Shot beautifully by frequent comedy (and sometimes thriller) cinematographer Victor J. Kemper, the eye behind such fare as Eyes of Laura Mars to Pee Wee’s Big Adventure, the look of Audrey Rose is very classy.  One particularly striking image which was used in some poster and VHS cover releases involves a recurring vista of Ivy in one of her fits inexplicably burning her hands on a cold wet window, screaming and crying out as the camera sits outside the window watching the raindrops trickle down.  It’s a terrifying, claustrophobic image that manages to instill many of the same fears as Owen Roizman’s dynamic cinematography on The Exorcist. 
 
Then there’s the score by renowned and accomplished composer Michael Small, the same man who scored Klute, The Parallax View and Marathon Man, which instills fear and unease in the viewer as we experience with these parents the terror of a stranger coming in to claim your child as his own as your child seems to go mad.  Primarily orchestral, the score echoes what would or would not become the style of Howard Shore in David Cronenberg’s work, spilling out all kinds of notes of calm before building up to a storm of sound. 
 
Let it be said all four of the main players in this psychological thriller touching on notions of reincarnation and possession give top tier performances in a genre that still doesn’t get enough respect from the Academy.  Marsha Mason makes the mother of this well-to-do family increasingly frightened by the mysterious man encroaching upon her world followed by the strange changes happening within her daughter while also wrestling with her skeptical husband played equally brilliantly by John Beck whose own anger towards the situation beyond his control breaks into rages.  Anthony Hopkins, many the film’s finest actor, does a fantastic job of making the strange Elliot Hoover seem eccentric if not a little crazy while still channeling powerful emotions of his own onscreen.  Last but not least is newcomer Susan Swift who never acted before but bites and claws with all her might at this role, rivaling the great Linda Blair even.

 
Despite all of the above, Audrey Rose kind of came and went at the box office, amassing a meager $2 million beneath its production budget.  Critics who generally respected Wise’s oeuvre came down on the movie citing it as yet another The Exorcist rip-off while complaining how the picture seems to shift gears into a quasi-courtroom drama for a brief time including but not limited to hypnosis at one point.  

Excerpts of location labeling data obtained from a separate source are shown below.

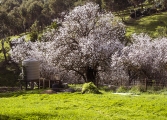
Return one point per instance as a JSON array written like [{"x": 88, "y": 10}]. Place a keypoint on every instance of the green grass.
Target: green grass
[
  {"x": 76, "y": 106},
  {"x": 148, "y": 24}
]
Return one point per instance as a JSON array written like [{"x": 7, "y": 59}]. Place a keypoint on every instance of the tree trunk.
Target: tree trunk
[
  {"x": 3, "y": 50},
  {"x": 91, "y": 75}
]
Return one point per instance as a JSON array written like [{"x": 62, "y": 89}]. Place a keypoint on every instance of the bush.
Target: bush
[
  {"x": 136, "y": 90},
  {"x": 90, "y": 88},
  {"x": 122, "y": 89}
]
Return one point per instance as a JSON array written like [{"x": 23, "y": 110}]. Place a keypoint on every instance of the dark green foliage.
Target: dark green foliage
[
  {"x": 34, "y": 36},
  {"x": 122, "y": 89},
  {"x": 90, "y": 88}
]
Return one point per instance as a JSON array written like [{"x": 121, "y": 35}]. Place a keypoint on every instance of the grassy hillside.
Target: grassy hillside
[
  {"x": 76, "y": 106},
  {"x": 154, "y": 25}
]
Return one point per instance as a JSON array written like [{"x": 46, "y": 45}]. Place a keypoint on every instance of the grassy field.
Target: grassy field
[
  {"x": 154, "y": 25},
  {"x": 76, "y": 106}
]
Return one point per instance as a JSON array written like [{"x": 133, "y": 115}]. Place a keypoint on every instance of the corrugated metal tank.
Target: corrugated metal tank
[{"x": 31, "y": 69}]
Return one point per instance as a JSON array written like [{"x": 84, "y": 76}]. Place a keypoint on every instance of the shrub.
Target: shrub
[
  {"x": 137, "y": 89},
  {"x": 122, "y": 89},
  {"x": 90, "y": 88}
]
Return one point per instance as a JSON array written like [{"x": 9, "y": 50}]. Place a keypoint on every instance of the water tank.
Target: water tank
[{"x": 31, "y": 69}]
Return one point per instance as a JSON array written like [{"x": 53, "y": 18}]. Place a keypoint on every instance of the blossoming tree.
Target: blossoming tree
[
  {"x": 84, "y": 43},
  {"x": 145, "y": 59}
]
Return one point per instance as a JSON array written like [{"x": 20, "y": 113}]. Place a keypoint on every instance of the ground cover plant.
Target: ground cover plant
[{"x": 74, "y": 106}]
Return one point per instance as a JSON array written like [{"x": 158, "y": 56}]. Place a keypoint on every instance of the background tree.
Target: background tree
[
  {"x": 145, "y": 59},
  {"x": 85, "y": 41}
]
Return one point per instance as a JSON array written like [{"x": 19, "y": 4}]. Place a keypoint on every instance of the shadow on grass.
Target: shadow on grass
[
  {"x": 29, "y": 116},
  {"x": 18, "y": 93}
]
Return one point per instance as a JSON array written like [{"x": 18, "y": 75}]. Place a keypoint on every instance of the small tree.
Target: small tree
[
  {"x": 144, "y": 59},
  {"x": 85, "y": 42}
]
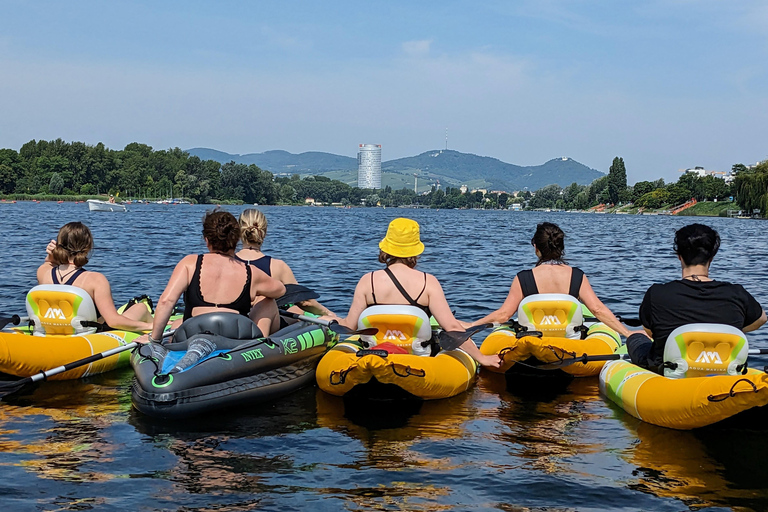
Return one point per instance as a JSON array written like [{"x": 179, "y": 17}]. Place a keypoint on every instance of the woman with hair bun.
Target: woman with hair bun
[
  {"x": 551, "y": 275},
  {"x": 219, "y": 281},
  {"x": 253, "y": 231},
  {"x": 67, "y": 257}
]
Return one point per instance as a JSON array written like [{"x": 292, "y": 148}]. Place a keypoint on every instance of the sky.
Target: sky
[{"x": 666, "y": 85}]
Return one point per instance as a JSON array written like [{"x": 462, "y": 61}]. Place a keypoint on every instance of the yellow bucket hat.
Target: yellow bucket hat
[{"x": 402, "y": 240}]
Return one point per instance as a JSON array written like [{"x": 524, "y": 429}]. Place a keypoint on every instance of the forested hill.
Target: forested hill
[
  {"x": 450, "y": 167},
  {"x": 277, "y": 162},
  {"x": 462, "y": 167}
]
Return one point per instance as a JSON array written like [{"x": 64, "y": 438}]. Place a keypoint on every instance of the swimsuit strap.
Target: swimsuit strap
[
  {"x": 402, "y": 290},
  {"x": 423, "y": 289},
  {"x": 527, "y": 283},
  {"x": 577, "y": 276},
  {"x": 373, "y": 294}
]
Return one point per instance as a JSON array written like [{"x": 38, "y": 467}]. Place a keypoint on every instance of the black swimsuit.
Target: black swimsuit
[
  {"x": 411, "y": 301},
  {"x": 264, "y": 264},
  {"x": 71, "y": 280},
  {"x": 528, "y": 282},
  {"x": 193, "y": 297}
]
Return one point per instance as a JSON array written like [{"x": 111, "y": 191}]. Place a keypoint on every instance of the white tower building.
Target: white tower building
[{"x": 369, "y": 166}]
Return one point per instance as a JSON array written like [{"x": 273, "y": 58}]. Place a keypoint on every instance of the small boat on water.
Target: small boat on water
[
  {"x": 396, "y": 363},
  {"x": 95, "y": 205},
  {"x": 221, "y": 360}
]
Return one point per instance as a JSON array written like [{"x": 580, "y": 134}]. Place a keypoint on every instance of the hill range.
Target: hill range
[{"x": 448, "y": 167}]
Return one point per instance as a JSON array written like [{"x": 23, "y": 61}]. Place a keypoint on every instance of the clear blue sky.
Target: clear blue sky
[{"x": 664, "y": 84}]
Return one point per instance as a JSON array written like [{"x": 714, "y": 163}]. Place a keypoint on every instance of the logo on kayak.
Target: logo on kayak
[
  {"x": 56, "y": 313},
  {"x": 252, "y": 355},
  {"x": 550, "y": 320},
  {"x": 709, "y": 358},
  {"x": 394, "y": 334},
  {"x": 290, "y": 346}
]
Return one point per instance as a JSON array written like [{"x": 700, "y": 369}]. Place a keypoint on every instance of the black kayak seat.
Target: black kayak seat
[{"x": 229, "y": 325}]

Still in the years since the film has enjoyed renewed cult interest as the great director’s final horror film in his otherwise illustrious career.  After recent critical reappraisal of Felitta’s The Entity followed by Wise’s director’s cut of Star Trek: The Motion Picture finally getting a due proper release, its time modern viewers came back and reassessed this passionately acted psychological horror gem that dares to ask existential questions about the possibilities of life before or after this one.